One-size-fits-all rulemaking has thus created an uneven playing field, to the particular disadvantage of regional banks. The largest banks can bring their vast resources to bear in addressing these new measures of oversight, while the smallest banks escape many of the most punitive regulations altogether. This arbitrary approach confers, as well, a distinct benefit on an emerging class of nonbank lenders—a group indirectly empowered by regulation that has ensnared traditional banks. These lenders have subsequently capitalized fully on the cost advantage resulting from their lesser regulatory burden. Such firms participate in many facets of banking. To understand the damage, consider mortgage banking, where nonbanks originate more than half of new U.S. residential mortgage loans, compared with just 9% seven years ago.
Regional banks are penalized at the starting line, paying dearly to try to narrow the gap but not always succeeding.
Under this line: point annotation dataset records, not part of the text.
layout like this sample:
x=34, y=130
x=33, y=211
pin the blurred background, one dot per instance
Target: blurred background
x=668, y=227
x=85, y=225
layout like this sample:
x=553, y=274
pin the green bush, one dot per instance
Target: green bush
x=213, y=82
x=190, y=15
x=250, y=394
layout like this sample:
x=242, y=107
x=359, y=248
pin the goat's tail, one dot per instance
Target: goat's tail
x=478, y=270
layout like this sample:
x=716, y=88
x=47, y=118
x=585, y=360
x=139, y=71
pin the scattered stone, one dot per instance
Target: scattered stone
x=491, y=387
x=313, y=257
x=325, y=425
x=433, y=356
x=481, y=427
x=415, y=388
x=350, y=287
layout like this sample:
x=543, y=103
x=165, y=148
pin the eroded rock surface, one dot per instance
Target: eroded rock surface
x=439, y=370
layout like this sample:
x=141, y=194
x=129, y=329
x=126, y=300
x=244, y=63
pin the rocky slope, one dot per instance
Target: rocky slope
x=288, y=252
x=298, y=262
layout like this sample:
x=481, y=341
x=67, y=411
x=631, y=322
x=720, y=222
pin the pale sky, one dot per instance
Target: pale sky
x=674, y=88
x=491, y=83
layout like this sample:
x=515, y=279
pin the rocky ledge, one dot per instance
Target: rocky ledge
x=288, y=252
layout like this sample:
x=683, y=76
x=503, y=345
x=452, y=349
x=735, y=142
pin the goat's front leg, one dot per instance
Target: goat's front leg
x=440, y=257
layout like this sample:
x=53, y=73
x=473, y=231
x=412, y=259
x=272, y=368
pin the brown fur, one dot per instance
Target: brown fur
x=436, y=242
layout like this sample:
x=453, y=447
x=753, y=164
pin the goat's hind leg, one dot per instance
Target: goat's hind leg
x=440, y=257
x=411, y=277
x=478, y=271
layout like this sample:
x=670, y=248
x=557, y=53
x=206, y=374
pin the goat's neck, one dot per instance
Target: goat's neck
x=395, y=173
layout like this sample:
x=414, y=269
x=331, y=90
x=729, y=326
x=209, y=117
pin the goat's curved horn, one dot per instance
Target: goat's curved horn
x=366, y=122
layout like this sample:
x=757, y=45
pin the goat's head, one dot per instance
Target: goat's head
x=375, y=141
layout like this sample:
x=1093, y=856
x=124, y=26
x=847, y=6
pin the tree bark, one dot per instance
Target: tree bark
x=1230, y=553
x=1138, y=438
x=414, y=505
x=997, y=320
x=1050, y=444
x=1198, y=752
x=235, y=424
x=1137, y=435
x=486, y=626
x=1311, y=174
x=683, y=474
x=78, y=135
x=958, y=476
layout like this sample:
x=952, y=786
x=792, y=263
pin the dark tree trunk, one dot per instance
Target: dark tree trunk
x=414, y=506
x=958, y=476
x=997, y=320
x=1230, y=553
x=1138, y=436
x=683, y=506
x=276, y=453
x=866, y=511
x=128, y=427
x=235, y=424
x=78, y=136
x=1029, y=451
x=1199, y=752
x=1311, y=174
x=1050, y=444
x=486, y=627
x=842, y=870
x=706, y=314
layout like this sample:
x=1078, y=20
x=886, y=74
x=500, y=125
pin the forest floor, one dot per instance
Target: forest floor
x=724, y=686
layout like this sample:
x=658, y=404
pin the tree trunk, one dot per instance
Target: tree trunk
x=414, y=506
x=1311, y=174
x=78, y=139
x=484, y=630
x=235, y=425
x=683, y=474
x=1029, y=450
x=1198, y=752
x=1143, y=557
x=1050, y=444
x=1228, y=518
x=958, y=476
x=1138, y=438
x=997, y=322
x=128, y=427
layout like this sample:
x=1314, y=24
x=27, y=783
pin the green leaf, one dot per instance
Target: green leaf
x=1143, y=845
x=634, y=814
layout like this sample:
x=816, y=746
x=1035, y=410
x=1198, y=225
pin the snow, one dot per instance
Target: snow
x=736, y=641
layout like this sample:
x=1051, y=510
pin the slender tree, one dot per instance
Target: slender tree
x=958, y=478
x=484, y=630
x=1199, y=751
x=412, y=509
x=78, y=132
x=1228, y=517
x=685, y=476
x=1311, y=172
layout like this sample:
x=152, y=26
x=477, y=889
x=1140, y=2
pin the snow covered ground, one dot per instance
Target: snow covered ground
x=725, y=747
At M&T, our own estimated cost of complying with regulation has increased from $90 million in 2010 to $440 million in 2016, representing nearly 15% of our total operating expenses. These monetary costs are exacerbated by the toll they take on our human capital. Hundreds of M&T colleagues have logged tens of thousands of hours navigating an ever more entangled web of concurrent examinations from an expanding roster of regulators. During 2016 alone, M&T faced 27 different examinations from six regulatory agencies. Examinations were ongoing during 50 of the 52 weeks of the year, with as many as six exams occurring simultaneously. In advance of these reviews, M&T received more than 1,200 distinct requests for information, and provided more than 225,000 pages of documentation in response.
The on-site visits themselves were accompanied by an additional, often duplicative, 2,500 requests that required more than 100,000 pages to fulfill—a level of industry that, beyond being exhausting, inhibits our ability to invest in our franchise and meet the needs of our customers. The sheer magnitude of this cost and requisite management focus diverted to compliance with expanding regulations overextends traditional banks’ finite resources—thereby hindering their ability to introduce new products and technologies, or pursue other projects that might be in the best of interests of their shareholders, customers and communities. But as substantial as the compliance cost burden may be, regulatory consequences extend far beyond mere dollars and hours. Regulation has altered the fundamental underpinnings of traditional banking activities, including prudent decision-making regarding lending and, ultimately, the efficient allocation of capital.